Since his book A Thru Hikers Guide to America came out in 2005, he’s seen a number of long-distance trails created that rely on existing routes, such as the two-hundred-mile Sierra High Route (created as an alternative to the busy John Muir Trail in the Sierra Nevada of California).
He hadn’t heard of the A2A concept before being contacted by the Explorer, but he likes the idea.
“Someone who is seeking true wilderness will probably stay away from those routes,” Schlimmer said. “However, there is something to be said for hiking in wilderness, making a connection to the local community and then heading back out.”
As it stands now, the A2A consists of 192 trail miles, fifty-six miles of rail-trail, sixty miles along main roads, and 115 miles along back roads.

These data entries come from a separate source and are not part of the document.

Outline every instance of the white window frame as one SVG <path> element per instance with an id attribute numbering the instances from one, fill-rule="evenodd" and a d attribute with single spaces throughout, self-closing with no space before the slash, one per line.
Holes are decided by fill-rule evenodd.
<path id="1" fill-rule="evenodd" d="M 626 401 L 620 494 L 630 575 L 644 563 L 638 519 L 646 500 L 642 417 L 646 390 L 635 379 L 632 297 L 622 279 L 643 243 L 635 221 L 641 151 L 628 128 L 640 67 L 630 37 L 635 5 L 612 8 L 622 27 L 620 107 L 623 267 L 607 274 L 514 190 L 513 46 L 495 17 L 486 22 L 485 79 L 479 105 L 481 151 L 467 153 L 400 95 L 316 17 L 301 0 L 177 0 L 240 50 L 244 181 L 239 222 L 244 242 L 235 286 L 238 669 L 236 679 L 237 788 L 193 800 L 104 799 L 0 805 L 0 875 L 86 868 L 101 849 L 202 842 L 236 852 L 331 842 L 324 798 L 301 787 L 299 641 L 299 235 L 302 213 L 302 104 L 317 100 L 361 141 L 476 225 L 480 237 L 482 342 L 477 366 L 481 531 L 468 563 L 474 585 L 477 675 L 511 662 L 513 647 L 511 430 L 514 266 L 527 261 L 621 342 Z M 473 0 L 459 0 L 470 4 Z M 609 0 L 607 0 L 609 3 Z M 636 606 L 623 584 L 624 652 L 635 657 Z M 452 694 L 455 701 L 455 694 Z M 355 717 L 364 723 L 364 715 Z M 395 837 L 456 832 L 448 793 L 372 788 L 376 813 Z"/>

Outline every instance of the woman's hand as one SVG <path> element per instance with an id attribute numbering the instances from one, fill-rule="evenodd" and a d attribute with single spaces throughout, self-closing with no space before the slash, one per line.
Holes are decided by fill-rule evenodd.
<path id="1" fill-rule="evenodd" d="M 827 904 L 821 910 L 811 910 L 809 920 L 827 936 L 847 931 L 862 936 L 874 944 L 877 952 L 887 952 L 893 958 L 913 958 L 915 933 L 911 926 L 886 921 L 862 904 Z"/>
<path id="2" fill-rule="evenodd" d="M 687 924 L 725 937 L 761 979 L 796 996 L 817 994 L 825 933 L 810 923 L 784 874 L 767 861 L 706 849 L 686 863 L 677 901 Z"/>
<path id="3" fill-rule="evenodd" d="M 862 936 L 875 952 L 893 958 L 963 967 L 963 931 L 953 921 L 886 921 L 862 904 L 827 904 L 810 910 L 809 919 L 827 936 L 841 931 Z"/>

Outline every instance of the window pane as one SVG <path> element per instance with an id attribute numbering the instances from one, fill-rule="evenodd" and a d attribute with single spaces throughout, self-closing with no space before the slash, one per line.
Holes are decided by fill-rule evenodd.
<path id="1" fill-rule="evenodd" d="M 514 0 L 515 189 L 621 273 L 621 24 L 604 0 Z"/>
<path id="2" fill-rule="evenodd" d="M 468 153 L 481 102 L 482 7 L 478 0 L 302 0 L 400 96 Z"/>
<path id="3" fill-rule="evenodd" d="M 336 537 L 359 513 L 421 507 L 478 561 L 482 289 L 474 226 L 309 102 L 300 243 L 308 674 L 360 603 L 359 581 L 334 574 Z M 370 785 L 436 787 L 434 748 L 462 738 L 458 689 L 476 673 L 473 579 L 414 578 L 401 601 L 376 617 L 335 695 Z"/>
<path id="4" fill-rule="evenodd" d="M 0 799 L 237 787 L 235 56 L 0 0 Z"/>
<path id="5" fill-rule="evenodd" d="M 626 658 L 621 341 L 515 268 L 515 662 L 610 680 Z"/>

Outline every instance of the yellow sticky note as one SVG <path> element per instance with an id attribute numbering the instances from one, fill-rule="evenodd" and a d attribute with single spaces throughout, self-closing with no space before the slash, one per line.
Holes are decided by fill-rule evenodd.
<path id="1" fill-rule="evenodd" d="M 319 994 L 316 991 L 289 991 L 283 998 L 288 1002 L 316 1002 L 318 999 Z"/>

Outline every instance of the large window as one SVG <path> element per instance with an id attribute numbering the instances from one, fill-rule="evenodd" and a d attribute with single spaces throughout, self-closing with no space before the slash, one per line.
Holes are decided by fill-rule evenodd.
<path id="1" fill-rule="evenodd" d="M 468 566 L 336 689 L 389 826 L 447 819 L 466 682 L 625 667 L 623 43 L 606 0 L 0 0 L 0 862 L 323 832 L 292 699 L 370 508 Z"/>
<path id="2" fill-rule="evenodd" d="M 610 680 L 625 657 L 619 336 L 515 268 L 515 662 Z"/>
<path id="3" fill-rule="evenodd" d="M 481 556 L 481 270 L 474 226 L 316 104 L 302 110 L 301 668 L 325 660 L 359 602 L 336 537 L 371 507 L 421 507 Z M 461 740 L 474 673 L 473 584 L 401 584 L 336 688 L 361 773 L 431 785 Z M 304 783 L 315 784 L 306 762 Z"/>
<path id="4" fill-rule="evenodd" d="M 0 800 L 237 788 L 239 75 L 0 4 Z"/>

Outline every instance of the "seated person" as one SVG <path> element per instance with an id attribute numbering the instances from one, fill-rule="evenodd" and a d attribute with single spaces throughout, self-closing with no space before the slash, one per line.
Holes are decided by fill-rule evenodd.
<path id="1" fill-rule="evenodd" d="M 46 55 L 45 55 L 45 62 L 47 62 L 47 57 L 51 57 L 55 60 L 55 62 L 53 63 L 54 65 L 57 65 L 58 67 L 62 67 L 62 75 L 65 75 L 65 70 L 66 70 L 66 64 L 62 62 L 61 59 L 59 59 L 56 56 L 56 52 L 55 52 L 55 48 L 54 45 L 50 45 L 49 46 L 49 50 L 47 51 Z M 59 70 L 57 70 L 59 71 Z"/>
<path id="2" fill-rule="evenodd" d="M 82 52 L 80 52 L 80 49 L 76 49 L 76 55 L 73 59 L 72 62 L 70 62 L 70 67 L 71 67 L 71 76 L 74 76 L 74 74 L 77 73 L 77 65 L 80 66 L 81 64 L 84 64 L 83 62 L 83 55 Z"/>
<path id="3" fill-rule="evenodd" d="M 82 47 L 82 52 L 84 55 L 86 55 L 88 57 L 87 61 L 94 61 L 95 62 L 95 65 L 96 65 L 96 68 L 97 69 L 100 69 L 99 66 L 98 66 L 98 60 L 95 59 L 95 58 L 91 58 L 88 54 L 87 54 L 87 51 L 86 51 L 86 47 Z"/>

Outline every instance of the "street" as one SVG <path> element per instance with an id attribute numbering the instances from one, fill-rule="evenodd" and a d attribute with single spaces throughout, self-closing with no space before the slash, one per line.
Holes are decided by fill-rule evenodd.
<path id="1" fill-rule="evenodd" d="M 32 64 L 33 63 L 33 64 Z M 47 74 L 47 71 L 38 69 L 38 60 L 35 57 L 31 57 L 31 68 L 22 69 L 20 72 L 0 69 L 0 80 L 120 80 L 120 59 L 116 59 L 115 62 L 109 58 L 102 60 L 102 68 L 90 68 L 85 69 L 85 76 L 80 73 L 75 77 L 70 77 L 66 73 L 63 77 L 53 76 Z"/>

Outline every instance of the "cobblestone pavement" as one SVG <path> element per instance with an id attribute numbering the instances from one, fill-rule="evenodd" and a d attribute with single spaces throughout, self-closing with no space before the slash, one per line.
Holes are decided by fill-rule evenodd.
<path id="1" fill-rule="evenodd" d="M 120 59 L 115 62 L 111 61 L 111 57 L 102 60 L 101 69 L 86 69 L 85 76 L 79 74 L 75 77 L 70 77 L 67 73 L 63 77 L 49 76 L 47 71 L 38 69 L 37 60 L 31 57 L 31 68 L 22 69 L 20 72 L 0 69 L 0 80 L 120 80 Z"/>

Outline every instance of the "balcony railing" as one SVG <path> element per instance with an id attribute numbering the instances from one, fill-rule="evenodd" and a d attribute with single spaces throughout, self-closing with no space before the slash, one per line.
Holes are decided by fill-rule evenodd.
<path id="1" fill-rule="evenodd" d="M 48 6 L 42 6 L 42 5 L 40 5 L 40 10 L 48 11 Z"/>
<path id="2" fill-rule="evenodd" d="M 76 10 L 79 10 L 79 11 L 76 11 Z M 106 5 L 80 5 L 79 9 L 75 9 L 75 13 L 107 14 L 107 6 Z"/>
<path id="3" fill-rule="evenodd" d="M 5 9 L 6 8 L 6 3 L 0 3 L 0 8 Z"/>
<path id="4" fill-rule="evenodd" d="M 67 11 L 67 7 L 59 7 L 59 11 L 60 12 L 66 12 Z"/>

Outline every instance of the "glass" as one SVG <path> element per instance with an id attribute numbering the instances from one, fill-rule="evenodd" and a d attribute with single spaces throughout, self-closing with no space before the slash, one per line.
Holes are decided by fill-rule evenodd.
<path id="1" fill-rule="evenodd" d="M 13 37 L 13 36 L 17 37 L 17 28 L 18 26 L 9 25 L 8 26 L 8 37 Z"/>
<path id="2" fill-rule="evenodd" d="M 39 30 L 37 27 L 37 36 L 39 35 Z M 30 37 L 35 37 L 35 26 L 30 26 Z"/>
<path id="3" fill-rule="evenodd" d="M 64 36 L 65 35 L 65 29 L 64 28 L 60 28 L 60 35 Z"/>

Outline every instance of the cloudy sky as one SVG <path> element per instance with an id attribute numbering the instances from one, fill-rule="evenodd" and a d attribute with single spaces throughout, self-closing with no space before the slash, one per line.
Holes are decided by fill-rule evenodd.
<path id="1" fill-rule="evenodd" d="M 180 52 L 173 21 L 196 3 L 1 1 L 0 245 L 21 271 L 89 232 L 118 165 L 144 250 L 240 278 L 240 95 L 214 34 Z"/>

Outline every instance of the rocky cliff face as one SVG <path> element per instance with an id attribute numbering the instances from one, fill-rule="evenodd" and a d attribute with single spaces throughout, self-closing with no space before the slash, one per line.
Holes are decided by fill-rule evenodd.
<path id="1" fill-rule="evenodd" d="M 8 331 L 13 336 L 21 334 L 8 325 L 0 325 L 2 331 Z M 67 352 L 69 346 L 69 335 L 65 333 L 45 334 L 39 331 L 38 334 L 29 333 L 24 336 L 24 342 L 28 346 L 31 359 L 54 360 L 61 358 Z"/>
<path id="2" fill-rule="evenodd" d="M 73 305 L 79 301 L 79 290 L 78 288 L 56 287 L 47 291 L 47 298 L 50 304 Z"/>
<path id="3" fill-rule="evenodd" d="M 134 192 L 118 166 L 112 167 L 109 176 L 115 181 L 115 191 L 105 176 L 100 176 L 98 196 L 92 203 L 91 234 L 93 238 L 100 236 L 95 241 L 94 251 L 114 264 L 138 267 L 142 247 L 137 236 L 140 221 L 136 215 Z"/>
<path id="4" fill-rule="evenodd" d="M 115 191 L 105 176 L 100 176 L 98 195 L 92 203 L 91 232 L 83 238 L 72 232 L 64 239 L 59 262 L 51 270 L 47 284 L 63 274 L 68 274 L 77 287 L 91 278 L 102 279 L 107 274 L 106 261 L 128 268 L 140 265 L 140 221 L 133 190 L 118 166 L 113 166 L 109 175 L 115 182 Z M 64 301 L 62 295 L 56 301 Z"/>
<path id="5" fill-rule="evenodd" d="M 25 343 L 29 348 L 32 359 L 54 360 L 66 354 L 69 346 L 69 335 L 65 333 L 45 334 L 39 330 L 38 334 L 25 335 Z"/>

According to the A2A website, “A2A will temporarily use backroads, crown land [what Canadians call federally owned land], and potentially private property until resources allow for new trail to be created.”
While a completed trail is years away, Grover says hikers are already primed to walk the route. There is talk of an exploratory expedition launching this fall, on a trip expected to take around three weeks.
“The overriding purpose of this is conservation,” he said. “It’s important for all of us, not just the animals.”